Doing a lot with a little, viewers should not be fooled by the solitary setting as Rear Window succeeds in its simplicity. Every minor clue and detail towards the mystery is expertly unfolded, always leaving the characters and audience guessing. The 1954 film impressively holds up visually, allowing the thrills to shine in a modern context.
‘Investigation of a Citizen Above Suspicion’ (1970)
Being relatively unknown, Investigation of a Citizen Above Suspicion demands a reprisal in the world of gripping thrillers. After committing a serious crime, a senior police chief attempts to expose evidence incriminating himself because of his moral commitment to protecting law and social order. Yet, as his motivations are proven to be more complex, a freeze-frame ending shot will stun viewers regarding the resulting discipline.
An Oscar-winning film for Best Foreign Picture, this film has creative camerawork, multi-faceted storytelling, a passionate performance from the dynamic Gian Maria Volonté, and sickening satire on corrupt politics. It may be hard to watch due to its modern relevance, but it’s also so engaging you can’t look away.
In a surprising dual performance from Jake Gyllenhall, Enemy follows a gentle college professor when he discovers his exact doppelgänger and delves into his private life. In an unbelievably shocking and unexpected final moment, the film ends with a central visual motif being scarily confronting, leaving viewers taken aback.
The visual tapestry that Denis Villeneuve weaves is mesmerizing from the beginning, allowing the central conflict to unveil with creeping suspense.
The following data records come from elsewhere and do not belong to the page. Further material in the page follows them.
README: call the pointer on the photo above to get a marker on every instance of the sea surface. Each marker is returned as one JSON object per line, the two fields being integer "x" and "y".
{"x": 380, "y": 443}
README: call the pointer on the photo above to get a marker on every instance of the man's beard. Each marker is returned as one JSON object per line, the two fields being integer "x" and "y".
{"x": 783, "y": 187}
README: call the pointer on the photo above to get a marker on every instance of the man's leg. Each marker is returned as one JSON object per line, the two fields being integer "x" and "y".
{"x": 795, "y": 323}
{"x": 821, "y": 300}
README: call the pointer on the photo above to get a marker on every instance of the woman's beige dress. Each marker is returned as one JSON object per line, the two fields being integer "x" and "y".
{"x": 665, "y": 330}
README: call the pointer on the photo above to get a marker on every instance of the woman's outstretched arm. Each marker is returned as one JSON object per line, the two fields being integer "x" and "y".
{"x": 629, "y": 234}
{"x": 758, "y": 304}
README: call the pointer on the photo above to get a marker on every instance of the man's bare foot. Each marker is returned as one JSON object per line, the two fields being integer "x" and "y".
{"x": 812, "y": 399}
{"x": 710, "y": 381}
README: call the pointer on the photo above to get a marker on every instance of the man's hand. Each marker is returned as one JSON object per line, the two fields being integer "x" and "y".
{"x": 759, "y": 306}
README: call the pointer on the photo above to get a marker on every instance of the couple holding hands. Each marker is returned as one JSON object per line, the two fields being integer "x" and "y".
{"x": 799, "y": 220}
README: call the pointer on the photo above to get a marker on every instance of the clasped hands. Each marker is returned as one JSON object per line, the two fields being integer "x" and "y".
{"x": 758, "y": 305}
The true meaning of Enemy may still be debated today, but that proves that viewers are still caught in its web almost ten years later.
‘Decision to Leave’ (2022)
When a seasoned detective investigates a suspicious mountaintop death in Decision to Leave, he begins to suspect the deceased’s wife, all while being unsettled by his attraction to her. As they pursue a romantic relationship, things turn tragic when the conflicting personal and professional actions are too much to bear.
Park Chan-wook‘s work is always so intricate and satisfying, and this time, a somewhat uncharacteristic sentimentality is at the forefront, building exceptionally into all the twists and turns. The constant subversion plays into an explosive and disastrous conclusion.